Henry Ironside’s comments on these chapters are helpful: “In the so-called “Sermon on the Mount” our Lord was not preaching the gospel, but He was setting forth the principles of His kingdom, which should guide the lives of all who profess to be His disciples. In other words, this is the law of the kingdom; the observance of which must characterize its loyal subjects as they wait for the day when the King Himself shall be revealed. Throughout, it recognizes the existence of definite opposition to His rule, but those who own His authority are called upon to manifest the same meek and lowly spirit that was seen in Him while in the days of His humiliation here on earth…For the natural man this sermon is not the way of life, but rather a source of condemnation; for it sets a standard so high and holy that no unsaved person can by any possibility attain to it. He who attempts it will soon realize his utter helplessness, if he be honest and conscientious. He must look elsewhere in Scripture for the gospel, which is the dynamic of God unto salvation to all who believe (Romans 1:16)…So far as the unsaved are concerned, therefore, the teaching given here becomes indeed, as C. I. Scofield has well said, “Law raised to its Nth power.” But for the believer, just as the righteous requirements of the law are “fulfilled in us, who walk not after the flesh, but after the Spirit” (Romans 8:4), so the principles laid down in this sermon will find their practical exemplification in the lives of all who seek to walk as Christ walked.”

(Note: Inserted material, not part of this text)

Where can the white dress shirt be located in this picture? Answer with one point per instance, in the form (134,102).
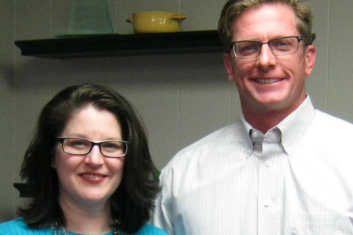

In his quest for salvation, apart from God’s intervention, it is man’s natural (sinful) tendency to dismiss or diminish the Law.  But Jesus did not come “to abolish the Law, but to fulfill” (Matthew 5:17).  The religious leaders of Jesus’ day had worked to make the Law “manageable.”  They taught: “’You shall not commit murder’ and ‘whoever commits murder shall be liable to the court’ (Matthew 5:21).” They supposed that in not actually “murdering” anyone, they had kept the Law.  A self-righteous person might even say, “I’m going to heaven, I’m a good person, I haven’t killed anybody.”  But Jesus reaffirmed the true intent of the Law: “But I say to you that every one who is angry with his brother shall be guilty before the court; and whoever shall say to his brother, ‘Raca’ (‘empty-head’), shall be guilty before the supreme court; and whoever shall say, ‘You fool,’ shall be guilty enough to go into the hell of fire” (Matthew 5:22).  Indeed, not only are we commanded not to murder (and even to harbor murderous intentions within our hearts), but to love even our enemies (Matthew 5:43-44).

The people of Jesus’ day supposed the scribes and Pharisees to be the epitome of righteousness, but Jesus demands something far greater, “For I say to you, that unless your righteousness surpasses that of the scribes and Pharisees, you shall not enter the kingdom of heaven” (Matthew 5:20).  The Apostle Paul had been a self-righteous Pharisee, but through faith in Christ he found true righteousness: “More than that I count all things to be loss in view of the surpassing value of knowing Christ Jesus my Lord, for whom I have suffered the loss of all things, and count them but rubbish in order that I may gain Christ, and may be found in Him, not have a righteousness of my own derived from the Law, but that which is through faith in Christ, the righteousness which comes from God on the basis of faith” (Philippians 3:8-9).  True righteousness can be possessed only through faith in Him.